What I *do not* have is Mental Strength, and I’m Traumatised and Fragile. I cannot bear being told that basically I should do nothing but “hope” I can walk “one day”, because nothing else is good enough, and anything else is entirely… Pitiable.
So… What, then? I genuinely do not understand… Why is it so not OK to be like this, like me, that I’m being pitied and told to invest in false hope by a physiotherapist? One who dismissed what small (or huge, to me…) progress I had made, in favour of sweeping statements of disingenuous pity and false hope?
Am I supposed to twiddle my thumbs in the Lobby of Life, waiting for the 0.000000000001% chance I *may* feel or move my legs again? I have a better chance of winning the lottery… and I never play it. Am I now just some-thing… That I’m not worthy to do anything else, I I have no use of my legs? Am I just to sit around and be Pitied? Is that supposed to be it, now? That “walking should be the bee-all-and-end-all of life and everything” is… life-limiting. Debilitating. Disabling.

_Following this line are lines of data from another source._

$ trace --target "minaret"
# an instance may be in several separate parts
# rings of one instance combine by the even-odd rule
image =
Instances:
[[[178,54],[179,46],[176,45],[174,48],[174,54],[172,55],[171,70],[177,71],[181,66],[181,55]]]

To me, it’s a rediculous notion for anyone to have… And for it to be utterly despicable in a damned physiotherapist.
I’ve spent a long time trying to build up to having confidence in being in a chair. This made it all come crashing down. Swept away, destroyed, what little confidence I had started to develop in myself as an active wheelchair user. I cried — and I do not cry easily, if ever. I’d worked so hard to feel some self-worth in being a wheelchair user and physically incapable. Now, it was gone.
I do not wish to sit in Limbo, waiting for some fantasy “Maybe” (which isn’t real at all). I’m not putting things on hold anymore — I’ve been pushing myself to go ahead and be Me, which includes having Wheels and getting on with things. Even if its small things.
I don’t know if I have the… verbal sophistication?… to fully explain what I mean. Why it hurts, damages, so much. Nothing I’ve written here, or could write, could convey, that is accurate to how much this affects me and hurts me. Harms me.
I feel Depression inside, with its special brand of Extreme Anxiety & Sad. They’re playing their part well, and strongly. Inflicting their “Bad Feels” upon me, and more than occasionally drowning me in them. Making all these things worse, communication and processing longer. Meaning this “incident” with the physio made everything 10,000 times worse.
It’s all become a bigger mess now. This has been added to my brain as yet ONE MORE TRAUMA to deal with. It shouldn’t be like this.
There really is only so much that a person can take… and I passed my limit a long time ago.
Anxiety and Chaos rules my mind. It feels like it’s been long buried under mountains of agonising pain, sorrow, grief. Fibro-Fog, medication, and more and more Chaos and Anxiety. I can feel my mind still there, calling, struggling to be freed, to be heard… yet, there seems to be so little I can do about digging it back out.
As long and all this overwhelming Anxiety and Chaos rules me, rules my life, is forced upon me – truly, it seems that no matter what I do to prepare against it, it floods and breaks through my defences and laying siege until I can do nothing more against it. – it will Rule me. It overwhelms me. Then, it eventually takes over me. My life. And now, it just simply continues to do so… because I have only so many spoons at all, and that number is barely above Zero, and none of those spoons are even remotely strong enough to fight against the sheer mountain of things that continue to suffocate me every minute of Every. Single. Day.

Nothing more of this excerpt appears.